To which I first clarify: I'm not really a Shakespearean scholar. More like a Shakespearean dilettante. But nonetheless, the view of the man implied by the question--lofty muse-entranced philosopher holding aloft Prospero's staff, the better to illuminate the ages--seems to me askew. Shakespeare was an asses-in-seats guy, doing his best to sell out the Globe theater night after night. He was a genius of the highest order, yes, but he wasn't some free-form chronicler of middle-class ennui. He wrote highly structured, convention-bound tales of lust, murder, and intrigue. Sound familiar? That's what thrillers are, people. Turns out our man in the ruffle collar was more Thomas Harris than Thomas Mann. Additionally, his stories were designed to appeal to the broadest possible audience. Cut the Globe Theater in half and there you'll see a literal cross-section of Elizabethan society, from the royalty on high to the groundlings below. And for him to make his box office every night, pay his fellow thespians, and live to see another opening? Well, top to bottom, the audience had to delight in what he presented. Everyone had to shudder. Everyone had to gasp. And everyone had to laugh. Which is why the narrative will veer from, say, a glancing reference to Ovid's Metamorphosis to a dick joke (after all, who doesn't like a good dick joke?). Keep it moving; keep 'em laughing; be clever but don't bellybutton gaze. When there are stretches of great intensity--Lady Macbeth working that damn spot out of her hand--they are inevitably broken up by comedic relief, in this case, a quick cut downstairs to the porter, drunkenly ranting that booze "proves the desire, but...takes away the performance." This modulation in pacing, designed to let us catch our breath after an intense sequence, lets the suspense breathe and allows us--groundlings and dukes alike--to release a relieved laugh before we gird our loins and wade back into the bloodshed. Crime writers take note: That's how it's done.

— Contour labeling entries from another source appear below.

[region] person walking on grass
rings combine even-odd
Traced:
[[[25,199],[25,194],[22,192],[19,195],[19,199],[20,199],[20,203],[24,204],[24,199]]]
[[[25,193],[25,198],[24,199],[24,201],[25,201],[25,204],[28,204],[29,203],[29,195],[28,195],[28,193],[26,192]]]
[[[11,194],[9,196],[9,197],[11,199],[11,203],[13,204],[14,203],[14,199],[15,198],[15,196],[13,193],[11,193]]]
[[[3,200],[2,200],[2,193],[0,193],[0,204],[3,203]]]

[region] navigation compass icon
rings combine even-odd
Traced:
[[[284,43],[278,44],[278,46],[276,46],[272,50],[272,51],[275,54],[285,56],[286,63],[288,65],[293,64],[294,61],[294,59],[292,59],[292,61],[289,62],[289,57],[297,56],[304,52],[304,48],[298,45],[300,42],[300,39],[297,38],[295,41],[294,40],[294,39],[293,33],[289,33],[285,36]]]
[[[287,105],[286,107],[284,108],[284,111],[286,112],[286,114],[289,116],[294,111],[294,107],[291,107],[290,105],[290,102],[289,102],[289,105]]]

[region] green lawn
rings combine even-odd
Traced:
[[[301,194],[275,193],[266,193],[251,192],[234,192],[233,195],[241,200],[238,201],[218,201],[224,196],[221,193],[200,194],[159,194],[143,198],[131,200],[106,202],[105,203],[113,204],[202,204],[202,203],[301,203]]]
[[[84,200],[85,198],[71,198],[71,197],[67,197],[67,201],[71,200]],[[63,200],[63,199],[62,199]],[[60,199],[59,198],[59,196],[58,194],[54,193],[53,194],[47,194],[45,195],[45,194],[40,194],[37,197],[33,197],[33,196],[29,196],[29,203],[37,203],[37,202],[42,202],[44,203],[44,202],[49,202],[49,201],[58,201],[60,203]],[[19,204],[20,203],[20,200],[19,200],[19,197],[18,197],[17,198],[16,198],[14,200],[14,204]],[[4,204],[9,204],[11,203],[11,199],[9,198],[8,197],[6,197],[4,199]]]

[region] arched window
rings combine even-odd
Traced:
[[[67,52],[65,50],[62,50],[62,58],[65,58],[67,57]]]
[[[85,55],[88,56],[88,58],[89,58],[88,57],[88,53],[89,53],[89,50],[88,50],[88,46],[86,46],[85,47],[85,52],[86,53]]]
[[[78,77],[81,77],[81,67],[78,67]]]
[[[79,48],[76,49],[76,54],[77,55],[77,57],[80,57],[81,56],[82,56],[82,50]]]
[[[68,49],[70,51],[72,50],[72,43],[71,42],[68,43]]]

My own academic work dealt with Othello, specifically how the Moor of Venice's own Jungian shadow gives rise to Iago. As we all learned in high school lit, it must be something within our tragic hero himself that is cause for his downfall. So too with crime fiction. There must be some moral misstep, no matter how small, that sets the plot in motion. The mistake needn't be commensurate with the consequences any more than Lear's hubris makes him deserving of the Job-like lashing he ultimately submits to, but the fault must be found not in the stars, but in the dark little hearts of our protagonists. This is one of the tenets of noir, of thrillers--indeed of drama itself. Without this, we are merely reading about when bad things happen to good people, and that makes for dull reading indeed, as life proves eager enough to provide examples of that, thank you very much. Look at Mitch McDeere's status-grab choice in The Firm. John Creasy's lapses in Man on Fire. Jimmy Marcus's love-fueled rage in Mystic River. Each of the characters errs as surely as Othello or Coriolanus, and each finds himself entangled in a web of his own making. The thrill for us is experienced, and the vicarious lesson learned, in our watching the untangling of the web--or the tightening of the noose.

Generations later, we tend to elevate writers into the rarefied air space of the pure aesthete, forgetting that some were the bestsellers of their time with bestseller aims and concerns. Dickens was paid by the word (why do you think those books are such doorstops?). Camus, that name-droppy-est of the existentialists (okay, fine, Albert, you're an "absurdist"), found inspiration for The Stranger in James M. Cain's The Postman Always Rings Twice. And virtually every writer since Shakespeare, quaking under the anxiety of influence (whether they know it or not), has learned from his structure and themes, and most of all, from that killer thriller pacing.